Early in my career, I saw myself more as an inequality scholar who focuses on organizational inequities and laws designed to remedy them.  Now I see myself much more as an organizational sociologist who studies inequality and the law.  I’m sure my identity will continue to evolve.  I try to ask and answer questions that are at the nexus of these fields, as these are the questions that most interest me.  How do the empirical findings out of the organizational inequality tradition help us understand the reach and limits of the law?  What can insights from law and society say to those who study workplace inequality?  There is so much overlap in these fields that boundary crossing is easy.  Teaching in each area also keeps me active and (mostly) current in my subfields.
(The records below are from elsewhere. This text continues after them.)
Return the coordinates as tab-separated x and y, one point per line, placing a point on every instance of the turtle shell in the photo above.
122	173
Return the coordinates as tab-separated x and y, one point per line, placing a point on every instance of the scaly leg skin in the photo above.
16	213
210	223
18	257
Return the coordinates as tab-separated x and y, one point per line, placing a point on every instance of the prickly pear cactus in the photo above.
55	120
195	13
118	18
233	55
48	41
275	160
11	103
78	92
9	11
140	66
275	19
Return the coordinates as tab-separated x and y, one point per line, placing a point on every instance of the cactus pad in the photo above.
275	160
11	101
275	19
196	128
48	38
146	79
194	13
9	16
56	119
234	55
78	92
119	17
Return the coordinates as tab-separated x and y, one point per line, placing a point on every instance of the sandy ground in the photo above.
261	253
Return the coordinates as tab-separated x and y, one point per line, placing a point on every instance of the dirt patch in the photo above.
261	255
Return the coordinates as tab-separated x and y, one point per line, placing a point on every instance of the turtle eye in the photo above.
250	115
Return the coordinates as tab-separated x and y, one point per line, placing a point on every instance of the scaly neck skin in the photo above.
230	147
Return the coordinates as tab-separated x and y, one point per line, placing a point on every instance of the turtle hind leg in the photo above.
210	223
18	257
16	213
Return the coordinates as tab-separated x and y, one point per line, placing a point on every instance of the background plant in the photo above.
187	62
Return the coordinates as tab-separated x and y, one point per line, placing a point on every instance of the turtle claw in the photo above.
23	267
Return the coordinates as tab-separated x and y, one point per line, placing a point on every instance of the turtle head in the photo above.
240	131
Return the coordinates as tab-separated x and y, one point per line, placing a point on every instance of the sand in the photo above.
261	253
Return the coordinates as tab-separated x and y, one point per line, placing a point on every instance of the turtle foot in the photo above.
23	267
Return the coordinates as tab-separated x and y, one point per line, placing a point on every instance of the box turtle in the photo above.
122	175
You have used establishment data from the U.S. Equal Employment Opportunity Commission (EEOC). What are some advantages and disadvantages (or challenges) of using EEOC data?

The establishment-level data from the EEOC are ideal for studying workplace compositional change over time as they are collected annually and go way back.  But the real promise of the data is in matching them to additional sources.  For instance, together with collaborators, I have matched the establishment level data to EEOC charge data, to litigation data, and to workplace survey data to explore how legal claims and diversity practices affect workplace composition.  When you start matching to additional data sources, the possibilities are endless.

Getting to know these data also opens up opportunities to contribute to policy discussions and practice, since the EEOC data sources are first and foremost a tool for legal compliance.  But therein lies the challenge: they aren’t collected for academic purposes, so you must be prepared for some data drudgery.

What are your research plans for the next 5-10 years?

To finish the many projects I’ve been working on for the last 5-10 years!  I also toy with the idea of bringing my work on discrimination claims and organizational change together in a book, mostly to show my nonacademic friends that we scholars actually do something.  But as an article writer, I’m not sure I have the stamina!